The local court magistrate therefore erred when he overruled the submissions of the defendant on the question of his jurisdiction and proceeded to exercise jurisdiction in spite of the objection and the failure of the plaintiff to show that the court is vested with jurisdiction; and that is all the more so in view of the implied admission by the plaintiff that the subject-matter of the suit is valued over G200.

One more observation should be made. When the local court inspected the land in dispute, the local court magistrate, of his own motion, called a person he alleged he saw in occupation of the land adjoining the one in dispute, and questioned her about ownership of the land, and in view of what she said, he, upon his own motion invited her to the court to give evidence in support of the plaintiff's case. There is no provision in the Local Courts (Procedure) Regulations, 19592, which authorises a local court to take such a step. It is not for a court to go out of its way to look for witnesses for one party or the other as the local court magistrate did in this case. If the said witness whom the local court magistrate styled "an expert witness" is the owner in occupation of land which forms boundary with the land in dispute and is seized of facts which would prove the ownership of the land in dispute, it is the parties who must know this, not the magistrate. As the evidence of this witness turned out to be, it contradicted the plaintiff whom she was called to support, and his principal witness P.W. 2, in a very material particular. And yet the magistrate accepted that evidence as proving the case of the plaintiff.
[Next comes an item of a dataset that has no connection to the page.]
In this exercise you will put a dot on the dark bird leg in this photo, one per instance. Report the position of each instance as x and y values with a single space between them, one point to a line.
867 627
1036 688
It would have been different if one point or so in the case was doubtful, and the local court needed an independent witness in court whose evidence could help to clear that doubt. But even in such a case it is not for the court to go about questioning people to get a witness. In case of doubt the law is that the party who asserts must lose: Wakelin v. L. S.W. Rly. Co.,3 Kodilinye v. Odu4 and Nchirahene Kojo Ado v. Buoyemhene Kwadwo Wusu.5 It is not for the court to go and look for an independent witness to resolve the doubt. [p.553]
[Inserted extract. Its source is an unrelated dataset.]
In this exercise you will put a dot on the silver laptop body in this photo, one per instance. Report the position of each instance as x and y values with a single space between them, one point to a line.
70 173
The local court having acted without jurisdiction the proceedings before it and the judgment are a nullity. The appeal is allowed, the judgment of the local court is declared null and void as being without jurisdiction.

The appellant will have his costs in this court fixed at 15 guineas inclusive and his costs in the local court fixed at G10.

Decision

<P>Appeal allowed.</P>

Plaintiff / Appellant

Joe Reindorf

Defendant / Respondent

E. Obetsebi-Lamptey

Referals

(1)  Wakelin v. London and South-Western Rly. Co. (1886) 12 App. Cas. 41; 56 L.J. Q.B. (N.S.) 229

(2)  Kodilinye v. Odu (1935) 2 W.A.C.A. 336

(3)  Nchirahene Kojo Ado v. Buoyemhene Kwadwo Wusu (1938) 4 W.A.C.A. 96.